分类: 生物学 >> 生物物理学 >> 生物物理、生物化学与分子生物学 提交时间: 2016-05-11
摘要: Background: Phosphatidylinositides in the plasma membrane (PM) are pivotal for cellular functions. Results: Superresolution imaging reveals homogeneous distribution of PI(4,5)P-2, PI4P, and PI(3,4,5)P-3 in the major area of the PM. Conclusion: Phosphatidylinositides detected by PH domains are uniformly distributed in the major regions of the PM, with limited concentration gradients. Significance: This result may imply a new working model of phosphatidylinositides at nanometer scale. Both phosphatidylinositol 4-phosphate (PI4P) and phosphatidylinositol 4,5-bisphosphate (PI(4,5)P-2) are independent plasma membrane (PM) determinant lipids that are essential for multiple cellular functions. However, their nanoscale spatial organization in the PM remains elusive. Using single-molecule superresolution microscopy and new photoactivatable fluorescence probes on the basis of pleckstrin homology domains that specifically recognize phosphatidylinositides in insulin-secreting INS-1 cells, we report that the PI(4,5)P-2 probes exhibited a remarkably uniform distribution in the major regions of the PM, with some sparse PI(4,5)P-2-enriched membrane patches/domains of diverse sizes (383 +/- 14 nm on average).

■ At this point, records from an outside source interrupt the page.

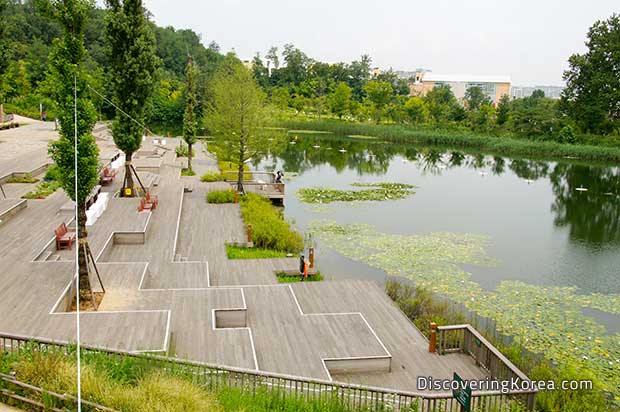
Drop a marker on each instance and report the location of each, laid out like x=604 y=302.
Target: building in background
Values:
x=553 y=92
x=493 y=86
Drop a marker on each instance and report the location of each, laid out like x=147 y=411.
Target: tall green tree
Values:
x=133 y=64
x=379 y=93
x=190 y=123
x=4 y=52
x=66 y=70
x=592 y=93
x=236 y=116
x=417 y=110
x=340 y=99
x=475 y=97
x=503 y=110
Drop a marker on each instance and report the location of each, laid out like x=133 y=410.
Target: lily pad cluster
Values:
x=545 y=320
x=371 y=192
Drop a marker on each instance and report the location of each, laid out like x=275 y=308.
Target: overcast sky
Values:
x=530 y=40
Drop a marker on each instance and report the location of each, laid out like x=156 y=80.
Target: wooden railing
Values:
x=466 y=339
x=349 y=396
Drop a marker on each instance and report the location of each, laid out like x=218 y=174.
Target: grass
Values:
x=221 y=196
x=288 y=278
x=270 y=229
x=183 y=150
x=131 y=384
x=422 y=307
x=608 y=150
x=212 y=177
x=27 y=178
x=43 y=190
x=239 y=252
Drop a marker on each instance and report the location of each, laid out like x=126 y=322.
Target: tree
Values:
x=236 y=116
x=340 y=100
x=133 y=63
x=4 y=52
x=475 y=97
x=503 y=110
x=592 y=93
x=417 y=110
x=443 y=106
x=189 y=120
x=535 y=116
x=272 y=57
x=65 y=70
x=380 y=94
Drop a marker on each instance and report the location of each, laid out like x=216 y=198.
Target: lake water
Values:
x=552 y=223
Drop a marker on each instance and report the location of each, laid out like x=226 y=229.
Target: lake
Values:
x=548 y=223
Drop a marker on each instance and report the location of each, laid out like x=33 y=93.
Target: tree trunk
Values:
x=128 y=180
x=86 y=292
x=189 y=156
x=240 y=176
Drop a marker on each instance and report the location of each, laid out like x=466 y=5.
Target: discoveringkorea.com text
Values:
x=426 y=383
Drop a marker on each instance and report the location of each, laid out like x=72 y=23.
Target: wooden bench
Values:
x=64 y=238
x=152 y=199
x=107 y=176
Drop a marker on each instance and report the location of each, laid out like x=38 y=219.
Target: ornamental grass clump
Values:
x=220 y=196
x=270 y=230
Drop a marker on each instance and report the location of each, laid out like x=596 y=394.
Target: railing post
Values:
x=432 y=343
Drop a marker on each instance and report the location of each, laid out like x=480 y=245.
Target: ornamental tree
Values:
x=133 y=63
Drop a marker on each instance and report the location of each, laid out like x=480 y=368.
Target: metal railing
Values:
x=348 y=396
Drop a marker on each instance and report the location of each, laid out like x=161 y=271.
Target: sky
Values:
x=529 y=40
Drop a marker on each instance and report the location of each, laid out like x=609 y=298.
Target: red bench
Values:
x=64 y=238
x=144 y=205
x=107 y=176
x=152 y=199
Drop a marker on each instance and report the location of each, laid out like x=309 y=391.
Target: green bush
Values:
x=212 y=177
x=27 y=178
x=239 y=252
x=43 y=190
x=52 y=173
x=221 y=196
x=270 y=230
x=183 y=150
x=421 y=306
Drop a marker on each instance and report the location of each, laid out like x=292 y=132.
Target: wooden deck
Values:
x=170 y=287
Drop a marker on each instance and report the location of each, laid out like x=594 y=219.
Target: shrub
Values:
x=421 y=306
x=270 y=230
x=238 y=252
x=27 y=178
x=182 y=151
x=221 y=196
x=43 y=190
x=52 y=173
x=212 y=177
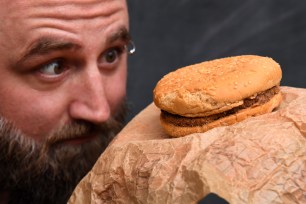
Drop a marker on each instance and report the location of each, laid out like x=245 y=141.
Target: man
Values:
x=62 y=91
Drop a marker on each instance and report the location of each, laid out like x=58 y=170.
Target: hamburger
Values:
x=217 y=93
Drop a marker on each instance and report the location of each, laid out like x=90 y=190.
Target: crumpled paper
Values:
x=259 y=160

Quantitative analysis revealed a modest concentration gradient that was much less steep than previously thought, and no densely packed PI(4,5)P-2 nanodomains were observed. Live-cell superresolution imaging further demonstrated the dynamic structural changes of those domains in the flat PM and membrane protrusions. PI4P and phosphatidylinositol (3,4,5)-trisphosphate (PI(3,4,5)P-3) showed similar spatial distributions as PI(4,5)P-2. These data reveal the nanoscale landscape of key inositol phospholipids in the native PM and imply a framework for local cellular signaling and lipid-protein interactions at a nanometer scale.